Zahl Finnisch wörtl. Übersetzung
20 kaksikymmentä zwei Zehnen
21 yksikolmatta eins vom Dritten
22 kaksikolmatta zwei vom Dritten
28 kahdeksankolmatta zwei-nicht vom Dritten
29 yhdeksänkolmatta eins-nicht vom Dritten
30 kolmekymmentä drei Zehnen
31 yksineljättä eins vom Vierten
32 kaksineljättä zwei vom Vierten
40 neljäkymmentä vier Zehnen
41 yksiviidettä eins vom Fünften
50 viisikymmentä fünf Zehnen
51 yksikuudetta eins vom Sechsten
89 kahdeksanyhdeksättä eins-nicht vom Eins-nicht-ten
90 yhdeksänkymmentä eins-nicht Zehnen
91 yksikymmenettä eins vom Zehnten
99 yhdeksänkymmenettä eins-nicht vom Zehnten

Ich nehme stark an, dass mensch sich da beim Vorlesen schnell verspricht, und z.B. die 41 als eins vom Vierten vorliest, statt als eins vom Fünften. Vielleicht ist das einer der Gründe für die Veränderung? Oder Sprachkontakt. Jedenfalls bin ich froh, mir diese Zahlen nicht angewöhnen zu müssen.

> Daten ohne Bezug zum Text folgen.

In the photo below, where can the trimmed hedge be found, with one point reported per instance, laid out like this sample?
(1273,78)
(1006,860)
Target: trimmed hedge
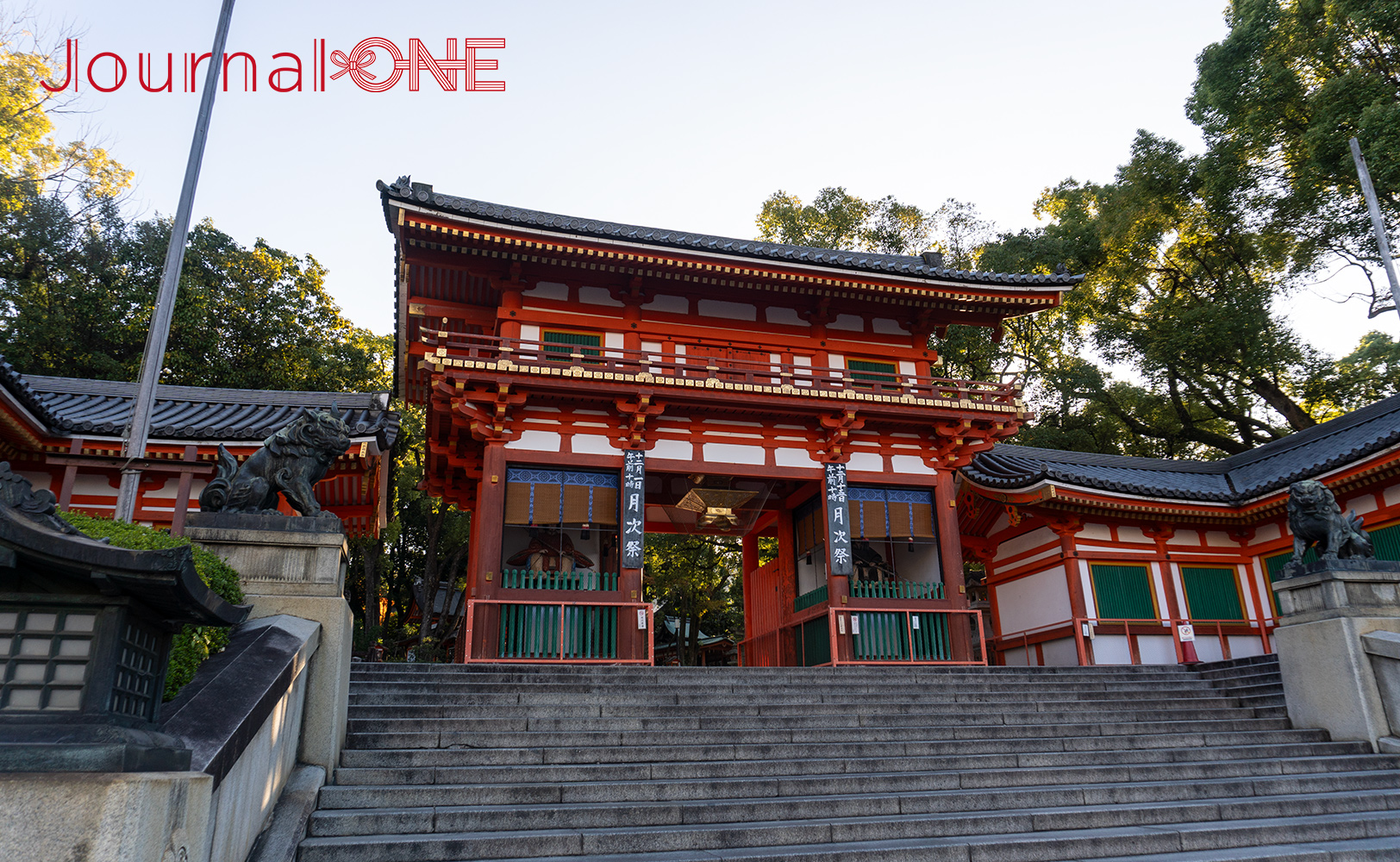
(192,644)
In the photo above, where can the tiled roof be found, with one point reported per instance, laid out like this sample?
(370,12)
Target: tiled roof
(897,265)
(1232,480)
(199,413)
(16,385)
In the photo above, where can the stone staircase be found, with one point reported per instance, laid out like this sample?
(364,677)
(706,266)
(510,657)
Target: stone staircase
(818,765)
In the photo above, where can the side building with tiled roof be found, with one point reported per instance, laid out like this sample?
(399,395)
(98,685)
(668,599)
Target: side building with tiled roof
(1101,557)
(65,434)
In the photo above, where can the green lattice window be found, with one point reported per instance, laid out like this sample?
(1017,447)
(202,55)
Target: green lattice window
(1211,594)
(867,372)
(1123,592)
(1386,542)
(560,345)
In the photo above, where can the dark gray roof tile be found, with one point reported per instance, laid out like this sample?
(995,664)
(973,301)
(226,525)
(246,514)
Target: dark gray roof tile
(1234,480)
(609,230)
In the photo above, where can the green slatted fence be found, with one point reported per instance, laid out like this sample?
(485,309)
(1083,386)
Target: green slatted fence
(809,599)
(532,631)
(816,641)
(520,578)
(885,635)
(1123,592)
(1386,542)
(1211,594)
(897,590)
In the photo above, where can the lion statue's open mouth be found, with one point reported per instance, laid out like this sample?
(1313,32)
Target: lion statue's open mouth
(291,462)
(1316,520)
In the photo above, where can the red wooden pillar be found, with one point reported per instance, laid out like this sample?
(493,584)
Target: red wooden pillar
(837,587)
(186,478)
(71,475)
(787,588)
(1078,608)
(491,512)
(949,556)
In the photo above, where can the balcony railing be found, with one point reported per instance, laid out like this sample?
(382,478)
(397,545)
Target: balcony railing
(703,363)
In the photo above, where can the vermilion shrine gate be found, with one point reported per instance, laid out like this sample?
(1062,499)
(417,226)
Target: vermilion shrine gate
(587,382)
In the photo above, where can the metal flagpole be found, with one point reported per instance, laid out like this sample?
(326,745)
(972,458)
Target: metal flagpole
(1377,222)
(154,357)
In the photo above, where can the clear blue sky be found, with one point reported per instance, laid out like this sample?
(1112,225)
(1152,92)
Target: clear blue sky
(661,114)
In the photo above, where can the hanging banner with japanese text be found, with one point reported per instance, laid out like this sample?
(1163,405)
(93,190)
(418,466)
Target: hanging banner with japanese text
(633,511)
(837,520)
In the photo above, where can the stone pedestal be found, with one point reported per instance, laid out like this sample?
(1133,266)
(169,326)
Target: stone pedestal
(296,567)
(1325,610)
(105,816)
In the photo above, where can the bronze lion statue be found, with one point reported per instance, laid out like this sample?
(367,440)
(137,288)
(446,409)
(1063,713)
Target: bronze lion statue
(1316,520)
(291,462)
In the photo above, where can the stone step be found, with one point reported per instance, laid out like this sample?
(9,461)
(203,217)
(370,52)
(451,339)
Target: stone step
(976,756)
(964,728)
(946,813)
(930,742)
(659,780)
(1034,834)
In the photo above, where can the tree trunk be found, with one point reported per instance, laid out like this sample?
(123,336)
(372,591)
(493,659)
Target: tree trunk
(372,585)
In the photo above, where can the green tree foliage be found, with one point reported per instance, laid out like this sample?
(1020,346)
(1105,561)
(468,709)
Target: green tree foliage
(697,579)
(31,159)
(246,318)
(424,545)
(191,644)
(1179,291)
(1283,94)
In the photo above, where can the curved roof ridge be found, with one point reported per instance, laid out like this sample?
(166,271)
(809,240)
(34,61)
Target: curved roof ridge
(901,265)
(1235,479)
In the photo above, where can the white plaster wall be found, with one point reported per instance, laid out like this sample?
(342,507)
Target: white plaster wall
(1039,599)
(41,482)
(668,304)
(1209,646)
(867,460)
(1133,534)
(1097,532)
(734,453)
(1392,494)
(1027,542)
(1052,552)
(1157,650)
(1362,504)
(538,441)
(1243,646)
(1016,657)
(792,458)
(597,296)
(1060,653)
(912,465)
(787,316)
(728,311)
(681,449)
(592,444)
(1112,650)
(547,290)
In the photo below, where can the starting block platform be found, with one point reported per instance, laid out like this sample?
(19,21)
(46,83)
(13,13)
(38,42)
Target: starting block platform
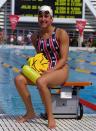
(65,100)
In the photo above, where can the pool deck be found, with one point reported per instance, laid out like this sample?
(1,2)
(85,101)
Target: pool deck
(87,123)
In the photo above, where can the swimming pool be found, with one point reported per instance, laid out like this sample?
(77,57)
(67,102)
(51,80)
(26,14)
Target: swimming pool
(82,68)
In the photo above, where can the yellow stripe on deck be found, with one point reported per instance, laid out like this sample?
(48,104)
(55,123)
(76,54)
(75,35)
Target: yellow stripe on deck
(15,69)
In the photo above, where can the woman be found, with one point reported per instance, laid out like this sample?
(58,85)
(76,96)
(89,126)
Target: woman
(54,43)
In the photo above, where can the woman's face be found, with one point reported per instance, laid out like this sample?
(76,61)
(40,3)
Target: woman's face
(44,19)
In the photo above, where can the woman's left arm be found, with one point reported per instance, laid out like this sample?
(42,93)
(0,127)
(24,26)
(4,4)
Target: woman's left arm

Nachträgliche Ergänzung: Wer aufmerksam im Wörterbuch blättert, kann feststellen, dass kuusi nicht nur 6, sondern auch Fichte bedeutet. Das ist jedoch nur ein Zufall, der auf phonologische Prozesse zurückgeht. Das Zahlwort für 6 war früher kuuti, in einem größeren Lautwandel ist wortfinales -ti jedoch systematisch zu -si geworden. Wir finden das t heute noch in der Partitivform kuutta, im Essiv kuutena und im Illativ kuuteen, außerdem lautet der schwache Stamm kuude-. In demselben Prozess ist viiti zu viisi (5) geworden, yhti zu yksi (1), kahti zu kaksi (2), veti zu vesi (Wasser), usw. Die Fichte hingegen hieß schon immer kuusi, auch vor diesem Lautwandel. Zu erkennen ist dies an den deklinierten Formen, wo das s bestehen bleibt: Partitiv kuusta, Genitiv kuusen, Essiv kuusena, usw. Die Ambiguität besteht also nur im Nominativ.

Wer noch aufmerksamer ist, stellt auch fest, dass kuusi außerdem noch dein Mond bedeuten kann. Auch das ist Zufall: Der Mond heißt einfach nur kuu, -si ist ein Possessivsuffix. Auch hier besteht die Ambiguität nur im Nominativ, denn die Kasusendungen werden vor das Possessivsuffix gesetzt:

Kasus kuusi (6) kuusi (Fichte) kuusi (dein Mond)
Nominativ: kuusi (< kuuti) kuusi kuusi
Genitiv: kuuden kuusen kuusi
Partitiv: kuutta kuusta kuutasi
Essiv: kuutena kuusena kuunasi
Translativ: kuudeksi kuuseksi kuuksesi
Inessiv: kuudessa kuusessa kuussasi
Illativ: kuuteen kuuseen kuuhusi
Elativ: kuudesta kuusesta kuustasi
Adessiv: kuudella kuusella kuullasi
Allativ: kuudelle kuuselle kuullesi
Ablativ: kuudelta kuuselta kuultasi

Lustig wird es auch bei abgeleiteten Wörtern: kuusikko heißt sowohl Sextett (von kuusi = 6 abgeleitet) als auch Fichtenwald (von kuusi = Fichte abgeleitet). Ich bin mir sicher, dass es dazu sehr schöne Wortwitze gibt, denn kuusikko wird mit beiden Bedeutungen gleich dekliniert.